Dear BioStar Users,

I am using minfi to analyze the results of an EPIC array. To check differential methylation I decided to look for differentially methylated regions (DMRs) using bumphunter as recommended.

`bumphunter`

function returns candidate DMRs with several columns of information including `value`

and `area`

(clarification in this biostars post).

For 2 groups, `value`

column is the average of the coefficients of the linear model calculated for each site within the DMR while `area`

column is the sum of all coefficients.
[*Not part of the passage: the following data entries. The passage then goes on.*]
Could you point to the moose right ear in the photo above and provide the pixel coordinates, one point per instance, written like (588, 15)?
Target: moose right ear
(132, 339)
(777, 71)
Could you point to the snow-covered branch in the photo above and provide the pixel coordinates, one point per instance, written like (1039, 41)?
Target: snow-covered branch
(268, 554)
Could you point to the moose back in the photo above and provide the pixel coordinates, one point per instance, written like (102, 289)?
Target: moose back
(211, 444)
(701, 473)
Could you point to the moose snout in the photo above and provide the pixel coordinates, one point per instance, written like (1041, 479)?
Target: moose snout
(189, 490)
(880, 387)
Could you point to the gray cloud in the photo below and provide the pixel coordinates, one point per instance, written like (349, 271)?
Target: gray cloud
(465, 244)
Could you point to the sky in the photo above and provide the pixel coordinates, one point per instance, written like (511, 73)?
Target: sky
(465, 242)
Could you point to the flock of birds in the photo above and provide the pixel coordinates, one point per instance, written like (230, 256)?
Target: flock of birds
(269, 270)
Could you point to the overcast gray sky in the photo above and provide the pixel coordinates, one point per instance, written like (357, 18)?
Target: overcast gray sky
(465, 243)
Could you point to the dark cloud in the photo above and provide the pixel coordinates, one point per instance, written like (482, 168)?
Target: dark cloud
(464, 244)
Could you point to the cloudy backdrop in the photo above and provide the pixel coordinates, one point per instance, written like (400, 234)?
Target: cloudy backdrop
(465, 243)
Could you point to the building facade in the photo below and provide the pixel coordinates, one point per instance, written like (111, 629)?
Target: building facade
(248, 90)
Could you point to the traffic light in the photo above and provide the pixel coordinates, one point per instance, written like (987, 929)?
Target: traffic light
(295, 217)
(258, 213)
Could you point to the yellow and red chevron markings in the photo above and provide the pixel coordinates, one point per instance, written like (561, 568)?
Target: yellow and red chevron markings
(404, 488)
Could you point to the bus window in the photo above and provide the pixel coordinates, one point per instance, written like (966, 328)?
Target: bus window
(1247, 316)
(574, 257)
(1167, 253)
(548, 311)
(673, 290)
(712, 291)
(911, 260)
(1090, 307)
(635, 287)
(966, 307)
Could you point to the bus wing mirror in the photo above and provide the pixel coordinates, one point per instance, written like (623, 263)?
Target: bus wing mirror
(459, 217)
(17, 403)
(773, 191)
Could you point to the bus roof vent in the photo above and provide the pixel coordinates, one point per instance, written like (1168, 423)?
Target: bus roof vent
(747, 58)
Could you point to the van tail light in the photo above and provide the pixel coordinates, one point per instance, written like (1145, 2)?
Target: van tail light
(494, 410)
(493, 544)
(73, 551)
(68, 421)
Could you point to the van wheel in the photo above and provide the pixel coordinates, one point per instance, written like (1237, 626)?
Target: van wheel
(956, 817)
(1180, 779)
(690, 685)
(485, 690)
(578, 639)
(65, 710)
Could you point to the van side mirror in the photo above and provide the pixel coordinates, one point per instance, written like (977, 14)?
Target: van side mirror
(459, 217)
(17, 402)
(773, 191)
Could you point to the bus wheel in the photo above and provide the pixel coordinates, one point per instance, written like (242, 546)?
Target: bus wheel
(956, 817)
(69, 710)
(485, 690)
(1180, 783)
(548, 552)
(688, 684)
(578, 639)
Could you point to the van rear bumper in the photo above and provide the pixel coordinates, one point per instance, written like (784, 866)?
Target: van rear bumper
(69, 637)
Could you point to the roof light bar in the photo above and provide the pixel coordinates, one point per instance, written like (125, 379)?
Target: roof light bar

This can be easily checked by calculating the difference, between the 2 groups, of the mean value (M or beta) for each methylation site of the DMR and then averaging (`value`

column) or summing (`area`

column) these differences.

Thus, a positive `value`

indicates more methylation in the non-control group, and the opposite for a negative `value`

. Until here, everything is clear and makes sense.

My problem is that I have 3 groups, say control, drug A and drug B for example. But, `bumphunter`

still returns a unique `value`

and `area`

. How do you interpret the `value`

and `area`

of each candidate DMR? What do they mean in terms methylation levels in each group? How would you filter them to get biological information?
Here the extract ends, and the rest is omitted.